Faraetaildreams Art

Bio

I was born in Phoenix, raised in the Arizona heat, and to survive the blistering summers I spent a lot of time inside. I was one of those kids that constantly drew on everything. What I drew were always horses. Sometimes they had wings, sometimes they had horns. I was the 'weird horse girl' in elementary school, and by middle school, had learned to hide the drawing and the obsession with all things horse. 
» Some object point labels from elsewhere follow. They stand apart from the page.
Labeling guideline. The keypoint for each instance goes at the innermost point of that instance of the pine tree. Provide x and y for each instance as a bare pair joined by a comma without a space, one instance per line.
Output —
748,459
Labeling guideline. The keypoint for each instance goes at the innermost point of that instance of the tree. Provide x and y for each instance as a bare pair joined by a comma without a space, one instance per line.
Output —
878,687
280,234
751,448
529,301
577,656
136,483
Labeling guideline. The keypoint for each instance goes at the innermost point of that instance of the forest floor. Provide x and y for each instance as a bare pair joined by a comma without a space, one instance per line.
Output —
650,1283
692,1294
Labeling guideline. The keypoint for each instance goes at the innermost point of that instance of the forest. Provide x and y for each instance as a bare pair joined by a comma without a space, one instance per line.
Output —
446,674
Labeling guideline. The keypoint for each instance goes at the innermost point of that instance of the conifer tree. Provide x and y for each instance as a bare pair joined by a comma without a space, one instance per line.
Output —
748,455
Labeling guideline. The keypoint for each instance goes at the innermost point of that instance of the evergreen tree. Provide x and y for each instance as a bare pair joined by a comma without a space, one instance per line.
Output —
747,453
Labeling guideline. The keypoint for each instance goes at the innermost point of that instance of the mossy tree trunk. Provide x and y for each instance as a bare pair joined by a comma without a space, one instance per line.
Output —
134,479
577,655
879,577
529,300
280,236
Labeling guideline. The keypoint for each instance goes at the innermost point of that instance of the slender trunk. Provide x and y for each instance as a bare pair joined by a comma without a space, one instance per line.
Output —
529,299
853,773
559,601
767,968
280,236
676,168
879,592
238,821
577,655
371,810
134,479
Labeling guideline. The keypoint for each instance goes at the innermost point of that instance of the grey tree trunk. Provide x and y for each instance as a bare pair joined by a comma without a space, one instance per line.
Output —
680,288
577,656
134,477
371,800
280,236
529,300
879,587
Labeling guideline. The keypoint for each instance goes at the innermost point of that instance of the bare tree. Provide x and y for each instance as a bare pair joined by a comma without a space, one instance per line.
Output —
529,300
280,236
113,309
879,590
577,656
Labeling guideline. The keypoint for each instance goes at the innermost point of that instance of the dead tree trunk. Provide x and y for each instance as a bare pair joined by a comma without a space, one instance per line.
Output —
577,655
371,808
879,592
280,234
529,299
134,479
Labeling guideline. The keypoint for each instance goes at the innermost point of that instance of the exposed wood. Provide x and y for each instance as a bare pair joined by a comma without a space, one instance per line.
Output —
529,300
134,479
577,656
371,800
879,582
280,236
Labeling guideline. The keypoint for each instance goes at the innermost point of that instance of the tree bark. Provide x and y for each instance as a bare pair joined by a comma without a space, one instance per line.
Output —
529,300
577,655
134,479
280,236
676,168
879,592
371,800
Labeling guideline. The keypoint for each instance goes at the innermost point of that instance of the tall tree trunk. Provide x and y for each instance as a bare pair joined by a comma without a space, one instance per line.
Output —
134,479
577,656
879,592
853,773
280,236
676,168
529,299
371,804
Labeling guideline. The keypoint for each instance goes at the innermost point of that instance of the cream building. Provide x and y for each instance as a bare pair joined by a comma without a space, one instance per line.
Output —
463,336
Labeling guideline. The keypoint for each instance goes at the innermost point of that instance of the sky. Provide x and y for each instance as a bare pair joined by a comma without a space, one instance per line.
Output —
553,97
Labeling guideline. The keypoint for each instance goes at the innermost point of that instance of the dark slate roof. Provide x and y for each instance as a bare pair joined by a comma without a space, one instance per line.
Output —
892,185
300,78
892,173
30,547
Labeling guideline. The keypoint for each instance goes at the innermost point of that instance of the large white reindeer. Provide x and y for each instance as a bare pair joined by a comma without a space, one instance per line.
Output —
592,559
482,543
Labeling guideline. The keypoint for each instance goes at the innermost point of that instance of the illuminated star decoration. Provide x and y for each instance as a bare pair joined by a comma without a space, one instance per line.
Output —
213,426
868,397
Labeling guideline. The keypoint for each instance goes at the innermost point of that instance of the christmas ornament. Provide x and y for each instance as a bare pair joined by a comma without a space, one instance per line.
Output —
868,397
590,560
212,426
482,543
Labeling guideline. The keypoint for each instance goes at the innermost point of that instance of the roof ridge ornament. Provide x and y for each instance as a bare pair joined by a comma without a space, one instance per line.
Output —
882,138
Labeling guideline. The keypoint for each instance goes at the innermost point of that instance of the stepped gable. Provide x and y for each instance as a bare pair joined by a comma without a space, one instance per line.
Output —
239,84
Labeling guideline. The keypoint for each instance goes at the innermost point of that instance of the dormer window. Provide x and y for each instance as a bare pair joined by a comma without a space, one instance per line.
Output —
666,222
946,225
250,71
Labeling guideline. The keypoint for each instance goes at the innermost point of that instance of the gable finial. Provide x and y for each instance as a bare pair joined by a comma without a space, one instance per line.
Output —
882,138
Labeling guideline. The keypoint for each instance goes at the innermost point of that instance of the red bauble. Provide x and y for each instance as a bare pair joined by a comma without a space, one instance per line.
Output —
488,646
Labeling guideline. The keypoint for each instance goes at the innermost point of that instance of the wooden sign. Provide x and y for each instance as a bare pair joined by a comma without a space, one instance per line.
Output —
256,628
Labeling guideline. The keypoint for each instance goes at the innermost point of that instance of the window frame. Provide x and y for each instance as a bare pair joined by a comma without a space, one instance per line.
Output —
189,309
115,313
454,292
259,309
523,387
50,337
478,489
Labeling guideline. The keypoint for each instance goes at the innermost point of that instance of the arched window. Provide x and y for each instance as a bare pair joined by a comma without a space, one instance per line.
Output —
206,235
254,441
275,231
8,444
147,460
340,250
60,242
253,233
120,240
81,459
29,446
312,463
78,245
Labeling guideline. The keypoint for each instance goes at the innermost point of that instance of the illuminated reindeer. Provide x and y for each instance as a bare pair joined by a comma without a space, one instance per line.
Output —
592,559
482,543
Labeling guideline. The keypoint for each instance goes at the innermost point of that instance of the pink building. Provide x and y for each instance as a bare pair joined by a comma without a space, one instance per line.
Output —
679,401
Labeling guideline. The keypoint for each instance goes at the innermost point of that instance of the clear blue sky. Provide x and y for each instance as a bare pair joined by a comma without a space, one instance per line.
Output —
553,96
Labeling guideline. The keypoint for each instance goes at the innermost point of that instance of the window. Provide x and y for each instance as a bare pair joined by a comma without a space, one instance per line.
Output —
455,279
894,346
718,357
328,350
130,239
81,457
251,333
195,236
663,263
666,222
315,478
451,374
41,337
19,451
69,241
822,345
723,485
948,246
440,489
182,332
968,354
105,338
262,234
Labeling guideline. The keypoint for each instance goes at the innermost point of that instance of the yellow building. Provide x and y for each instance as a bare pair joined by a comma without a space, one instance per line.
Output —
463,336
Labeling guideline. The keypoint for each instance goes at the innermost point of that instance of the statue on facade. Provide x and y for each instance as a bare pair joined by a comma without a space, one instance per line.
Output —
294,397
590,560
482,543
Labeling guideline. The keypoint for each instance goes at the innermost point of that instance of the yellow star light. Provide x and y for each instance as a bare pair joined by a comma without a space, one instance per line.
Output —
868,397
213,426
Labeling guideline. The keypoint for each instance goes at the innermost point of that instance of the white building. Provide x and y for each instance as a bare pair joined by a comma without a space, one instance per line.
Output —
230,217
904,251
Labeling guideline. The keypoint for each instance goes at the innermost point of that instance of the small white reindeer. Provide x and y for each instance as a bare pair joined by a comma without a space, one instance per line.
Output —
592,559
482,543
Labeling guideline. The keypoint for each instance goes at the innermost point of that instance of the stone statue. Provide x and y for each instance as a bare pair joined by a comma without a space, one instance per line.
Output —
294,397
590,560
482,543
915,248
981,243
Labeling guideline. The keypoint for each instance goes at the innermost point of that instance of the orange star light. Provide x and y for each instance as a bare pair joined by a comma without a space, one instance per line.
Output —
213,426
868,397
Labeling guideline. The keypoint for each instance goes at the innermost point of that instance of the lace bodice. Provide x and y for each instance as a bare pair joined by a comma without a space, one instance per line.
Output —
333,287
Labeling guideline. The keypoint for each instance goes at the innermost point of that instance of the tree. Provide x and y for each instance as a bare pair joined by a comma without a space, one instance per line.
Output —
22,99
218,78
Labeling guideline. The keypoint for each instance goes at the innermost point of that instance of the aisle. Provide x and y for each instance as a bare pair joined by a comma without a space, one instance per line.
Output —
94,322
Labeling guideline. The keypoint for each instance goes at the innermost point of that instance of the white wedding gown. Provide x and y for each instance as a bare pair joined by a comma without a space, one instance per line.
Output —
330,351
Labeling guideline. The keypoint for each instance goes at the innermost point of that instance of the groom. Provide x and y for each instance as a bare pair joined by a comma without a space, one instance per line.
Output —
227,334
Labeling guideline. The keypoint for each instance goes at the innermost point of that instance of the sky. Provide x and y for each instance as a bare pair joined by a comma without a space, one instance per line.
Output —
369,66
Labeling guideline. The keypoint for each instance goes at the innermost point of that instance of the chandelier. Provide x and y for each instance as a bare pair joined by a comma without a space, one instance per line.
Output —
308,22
I have been involved with horses my entire life, and have worked professionally as a groom, barn manager, and assisted a few trainers along the way. I've worked with quarter horses, thoroughbreds, appaloosas, gaited horses (paso fino horses), ponies, arabs, and a variety in between. My passion is split between a good cow horse that can get down and dirty with a calf, and the fine stepping paso fino. My 'perfect' barn would be split evenly in half with the cows/cow horses on one side, and the paso's on the other.

Through elementary and middle school, I was lucky enough to be the owner to two wonderful geldings who each taught me very different things. One taught me the importance of NOT SCREAMING while running hell-bent for leather through some very heavily treed woods after spooking at something that really should NOT have caused a full on run away horse. (really, I'm not kidding). He'd spook and take off randomly and the behavior was not improving after several months of re-training. Great way to quickly learn how to stop a run away horse at 9 years of age, I'm tellin' ya. 

The other gelding was a lesson in patience, and almost the exact opposite problem. One gelding loved to go a little too much, this guy didn't like to go faster than a lazy walk! Kid spurs, bats, kicking, butt slapping - nothing phased this old packer. He was gonna go his speed, and that was it unless you figured out his 'button' :). See, he was a seasoned OTTB, and during his retraining the wise trainer gave him a verbal command that would get him moving his feet faster than a shuffle. He did this so that the horse would be considered more 'safe' to ride after being on the track. (Ok, this was over 20 years ago, and the horse himself was in his early 20's at that point.)

During high school, the family wasn't able to afford a horse for me,  so I just rode everyone else's horses. My high school best friend was an aspiring trainer herself, and during our junior year purchased a unbroke 2 year old qh filly and broke her out over the course of the next year. 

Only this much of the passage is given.